Jean-Benoit Nadeau "Il n'y a pas de déclin de la langue française"

le français, quelle histoire
Le français, quelle histoire © Editions Télémaque

Vous venez de publier votre deuxième livre sur l'histoire de la langue française. Le sujet semble beaucoup vous intéresser...

Oui, la langue française est un univers, beaucoup plus large que la France. Lorsque mon épouse et moi sommes venus étudier ici, nous avons voulu faire une sorte de géopolitique de la langue, et finalement nous avons fait une petite anthropologie linguistique.
Nous nous sommes beaucoup documentés, nous avons cherché à comprendre comment le français s'était répandu, avec ses mots et sa culture, entendue au sens large : la littérature, la science, l'industrie...

 

Comment expliquez-vous le pessimisme des Français vis-à-vis de leur culture, cette idée répandue du déclin de leur influence ?

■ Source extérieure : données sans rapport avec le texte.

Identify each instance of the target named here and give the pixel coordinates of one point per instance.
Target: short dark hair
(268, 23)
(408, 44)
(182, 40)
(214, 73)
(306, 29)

Il y a plusieurs réponses, sans doute. D'abord, l'apologie de la France, tout comme la critique, est un vieux genre littéraire. On entend depuis tant d'années que la France "ce n'est plus ce que c"était" et on constate une grande nostalgie d'un supposé âge d'or de la langue, où toute l'Europe parlait français. Eh bien, ce n'est pas vrai du tout, et pendant très longtemps, jusqu'au XVIIIe siècle, 75% du territoire hexagonal ne parlait pas français, qui était une langue d'élites et de Cour. De même, on se réfère aussi à l'idée qu'il existe quelque part une sorte de français "pur", qui n'a bien sûr pas existé. D'où cette idée permanente du déclin.
Et puis il y a aussi un autre phénomène, qui émane de l'histoire de la décolonisation, et du fait que vous associez la francophonie au colonialisme. La langue est souvent "de droite" en France. Le nationalisme, même culturel, n'est plus une valeur à mettre en avant, et le dénigrer est plutôt tendance.

 

Vous montrez bien comment s'est développé, organisé et institutionnalisé une grammaire, une langue écrite très stricte sur son intégrité, sur ses règles...

Oui, mais ce "purisme français" qui est devenu un grand véhicule de la langue il y a quatre siècles, est aussi devenu un peu castrant. Les gens ont tendance à penser que le purisme, c'est la langue, alors que l'on peut très bien pratiquer la langue française de façon moins orthodoxe. Il suffit de lire Montaigne ou Molière pour se rendre compte que l'on peut écrire avec désinvolture.